Project/Area Number |
21K20108
|
Research Category |
Grant-in-Aid for Research Activity Start-up
|
Allocation Type | Multi-year Fund |
Review Section |
0106:Political science and related fields
|
Research Institution | Sophia University |
Principal Investigator |
KINYUA Kithinji 上智大学, アジア文化研究所, 研究員 (50909265)
|
Project Period (FY) |
2021-08-30 – 2023-03-31
|
Project Status |
Completed (Fiscal Year 2022)
|
Budget Amount *help |
¥3,120,000 (Direct Cost: ¥2,400,000、Indirect Cost: ¥720,000)
Fiscal Year 2022: ¥1,560,000 (Direct Cost: ¥1,200,000、Indirect Cost: ¥360,000)
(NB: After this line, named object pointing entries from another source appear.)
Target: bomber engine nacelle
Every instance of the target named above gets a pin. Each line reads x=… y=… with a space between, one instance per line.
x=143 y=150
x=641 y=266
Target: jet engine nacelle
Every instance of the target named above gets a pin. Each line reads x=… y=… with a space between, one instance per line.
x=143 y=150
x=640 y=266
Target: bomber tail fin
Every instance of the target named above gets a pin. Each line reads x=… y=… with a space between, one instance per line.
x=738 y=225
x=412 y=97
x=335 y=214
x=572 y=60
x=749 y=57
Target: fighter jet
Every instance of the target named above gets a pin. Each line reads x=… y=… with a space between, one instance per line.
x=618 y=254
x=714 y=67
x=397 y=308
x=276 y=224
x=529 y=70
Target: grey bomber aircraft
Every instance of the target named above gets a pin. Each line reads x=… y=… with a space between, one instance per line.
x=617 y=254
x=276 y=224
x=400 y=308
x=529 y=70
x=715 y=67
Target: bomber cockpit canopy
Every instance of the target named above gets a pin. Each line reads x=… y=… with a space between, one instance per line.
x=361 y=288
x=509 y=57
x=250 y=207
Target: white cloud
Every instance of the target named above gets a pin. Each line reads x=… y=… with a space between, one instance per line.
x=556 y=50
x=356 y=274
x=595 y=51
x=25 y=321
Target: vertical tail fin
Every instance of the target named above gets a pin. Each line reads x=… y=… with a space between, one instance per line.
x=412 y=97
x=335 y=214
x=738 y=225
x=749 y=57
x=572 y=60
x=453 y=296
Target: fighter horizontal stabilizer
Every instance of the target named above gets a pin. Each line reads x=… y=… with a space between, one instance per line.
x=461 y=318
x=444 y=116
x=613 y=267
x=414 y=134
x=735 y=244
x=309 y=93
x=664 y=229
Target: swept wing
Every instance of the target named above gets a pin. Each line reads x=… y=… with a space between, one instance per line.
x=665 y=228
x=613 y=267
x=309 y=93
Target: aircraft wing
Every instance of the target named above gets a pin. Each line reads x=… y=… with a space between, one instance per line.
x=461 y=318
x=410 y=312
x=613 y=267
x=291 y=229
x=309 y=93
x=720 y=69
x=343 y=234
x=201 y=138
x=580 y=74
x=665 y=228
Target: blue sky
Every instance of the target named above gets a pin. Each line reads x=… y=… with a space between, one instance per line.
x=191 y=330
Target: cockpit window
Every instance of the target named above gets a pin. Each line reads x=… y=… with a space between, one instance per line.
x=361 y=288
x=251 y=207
Fiscal Year 2021: ¥1,560,000 (Direct Cost: ¥1,200,000、Indirect Cost: ¥360,000)
|
Keywords | Digital platforms / Digital democracy / Decentralisation / State programmes / Rumours / Kenya’s 2022 elections / Rumours and gossip / Kenya's 2022 elections / Social network analysis / State Programmes |
Outline of Research at the Start |
This study is about the effects netted upon daily livelihoods of Kenyans by emerging digital technologies. The purpose is to clarify the reality of how ordinary citizens are taking advantage of the digital platforms to engage and participate in the state’s and market’s decentralised programmes. Using ethnographic data, I aim to elucidate the dynamic aspects in which interpersonal interactions enable mobilisation of resources, helping youths to leverage digital platforms to contest and claim political rights from elected officials and local and national government representatives.
|
Outline of Final Research Achievements |
This research explored interpersonal links among rural dwellers in Kenya to predict how they are applied on emerging digital platforms. We established the patterns that youth create and imply during an election season. We established that the networks traditionally used for political mobilisation in Kenya remain key elements of leveraging fiscal opportunities, both in plug-off and digital spaces. We evaluated common narratives that took the form of rumours during the peak of the election season. We found that the discourses of ordinary people have distinct features that explain patterns of determining who to vote for, and they remain similar on digital platforms and plug-off spaces. This study expanded notions of rumours in Kenyan political discourse as intermingled in both digital and plug-off spaces, describing rumours as a weapon for the disenfranchised to engage with the State. The impact is analysed as an increased engagement with State resources, at times claiming them as rights.
|
Academic Significance and Societal Importance of the Research Achievements |
This work expounds notions of rumours in Kenya's political discourse as weapons of disenfranchised engaging the State. We use social network analysis to understand mobilisation in digital and plug-off spaces. We unravel political discourse in Africa in the wake of the global phenomenon of fake news.